We have trained a convolutional neural network (CNN) based on the Segnet Encoder-Decoder architecture to colorize black and white portraits.
Photos of faces were downloaded from LFW database by Huang, et al hosted in the University of Massachusets website. Out of these images, 2000 were selected for training and 500 were selected for validation during training. All 2,500 images were resized to 256 X 256 pixels. The training set was created by turning the images into black and white, while the target data were the colored images.
The CNN architecture was based on Segnet. However, it was modified so that each input image had a dimension of 256 X 256 X 1 (black and white) and the output having a dimension of 256 X 256 X 3 (colored). ReLU was used for all layers except the last convolutional layer which used sigmoid activation. Optimizer was RMSProp with a learning rate of 0.0001 and loss function was binary cross-entropy.

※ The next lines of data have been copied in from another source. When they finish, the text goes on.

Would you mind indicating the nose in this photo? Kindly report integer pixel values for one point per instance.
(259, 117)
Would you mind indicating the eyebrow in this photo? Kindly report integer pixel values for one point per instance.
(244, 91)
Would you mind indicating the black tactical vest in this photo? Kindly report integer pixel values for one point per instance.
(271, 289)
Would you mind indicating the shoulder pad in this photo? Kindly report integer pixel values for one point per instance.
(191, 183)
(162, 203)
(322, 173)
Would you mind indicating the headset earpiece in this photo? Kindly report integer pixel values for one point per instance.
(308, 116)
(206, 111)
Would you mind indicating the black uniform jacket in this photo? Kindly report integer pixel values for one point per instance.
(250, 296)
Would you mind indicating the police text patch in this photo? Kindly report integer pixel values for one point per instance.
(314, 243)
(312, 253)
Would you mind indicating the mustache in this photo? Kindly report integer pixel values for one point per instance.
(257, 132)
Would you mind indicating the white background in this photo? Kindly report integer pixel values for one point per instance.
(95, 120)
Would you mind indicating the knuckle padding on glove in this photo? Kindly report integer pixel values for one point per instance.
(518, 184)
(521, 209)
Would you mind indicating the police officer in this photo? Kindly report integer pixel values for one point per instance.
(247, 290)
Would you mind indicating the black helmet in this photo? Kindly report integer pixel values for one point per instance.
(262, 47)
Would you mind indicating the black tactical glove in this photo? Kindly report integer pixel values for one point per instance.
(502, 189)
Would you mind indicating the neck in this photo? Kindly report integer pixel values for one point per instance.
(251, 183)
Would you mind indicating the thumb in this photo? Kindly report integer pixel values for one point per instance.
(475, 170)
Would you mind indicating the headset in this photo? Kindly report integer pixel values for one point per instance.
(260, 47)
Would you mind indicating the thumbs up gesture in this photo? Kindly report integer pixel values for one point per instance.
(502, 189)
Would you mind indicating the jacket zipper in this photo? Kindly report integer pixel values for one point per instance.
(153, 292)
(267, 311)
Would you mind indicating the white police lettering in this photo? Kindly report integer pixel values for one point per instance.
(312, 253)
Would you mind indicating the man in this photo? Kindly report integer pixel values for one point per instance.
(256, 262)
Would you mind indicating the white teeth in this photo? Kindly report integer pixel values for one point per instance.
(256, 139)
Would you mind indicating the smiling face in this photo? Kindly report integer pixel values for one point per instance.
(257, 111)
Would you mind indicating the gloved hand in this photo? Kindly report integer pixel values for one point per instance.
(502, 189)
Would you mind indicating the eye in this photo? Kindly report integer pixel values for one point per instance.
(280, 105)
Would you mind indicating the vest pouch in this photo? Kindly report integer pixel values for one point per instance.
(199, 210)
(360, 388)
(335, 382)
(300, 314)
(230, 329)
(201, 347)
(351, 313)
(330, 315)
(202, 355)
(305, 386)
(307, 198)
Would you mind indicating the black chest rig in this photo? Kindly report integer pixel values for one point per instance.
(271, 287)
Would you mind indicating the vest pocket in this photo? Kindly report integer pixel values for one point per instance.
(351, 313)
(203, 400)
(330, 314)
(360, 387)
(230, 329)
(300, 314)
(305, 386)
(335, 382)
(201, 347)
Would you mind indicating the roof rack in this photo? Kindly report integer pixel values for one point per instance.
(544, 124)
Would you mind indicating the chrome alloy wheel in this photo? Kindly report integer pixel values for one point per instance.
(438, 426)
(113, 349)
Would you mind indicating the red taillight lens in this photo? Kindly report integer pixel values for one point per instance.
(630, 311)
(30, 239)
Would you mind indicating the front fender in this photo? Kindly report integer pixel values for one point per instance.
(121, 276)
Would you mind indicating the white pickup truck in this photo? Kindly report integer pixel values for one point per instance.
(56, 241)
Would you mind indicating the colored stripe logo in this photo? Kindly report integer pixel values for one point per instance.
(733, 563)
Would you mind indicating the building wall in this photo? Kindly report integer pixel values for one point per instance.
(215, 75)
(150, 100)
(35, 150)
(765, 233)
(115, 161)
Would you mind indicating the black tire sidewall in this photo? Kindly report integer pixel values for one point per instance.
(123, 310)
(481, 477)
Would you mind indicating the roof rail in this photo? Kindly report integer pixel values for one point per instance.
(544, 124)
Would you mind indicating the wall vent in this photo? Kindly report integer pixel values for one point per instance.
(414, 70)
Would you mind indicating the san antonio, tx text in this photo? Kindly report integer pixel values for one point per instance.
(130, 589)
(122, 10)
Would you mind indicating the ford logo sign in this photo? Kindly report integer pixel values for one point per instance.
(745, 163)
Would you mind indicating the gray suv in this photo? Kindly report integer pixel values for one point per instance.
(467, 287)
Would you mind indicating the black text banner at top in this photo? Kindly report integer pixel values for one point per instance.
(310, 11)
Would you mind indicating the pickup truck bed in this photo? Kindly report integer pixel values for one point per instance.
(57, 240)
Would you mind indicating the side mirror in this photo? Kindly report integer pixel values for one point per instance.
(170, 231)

The model was trained over 100 epochs.
Gary B. Huang, Manu Ramesh, Tamara Berg, and Erik Learned-Miller. Labeled Faces in the Wild: A Database for Studying Face Recognition in Unconstrained Environments. University of Massachusetts, Amherst, Technical Report 07-49, October 2007.
Vijay Badrinarayanan, Alex Kendall, Roberto Cipolla. SegNet: A Deep Convolutional Encoder-Decoder Architecture for Image Segmentation. 2016.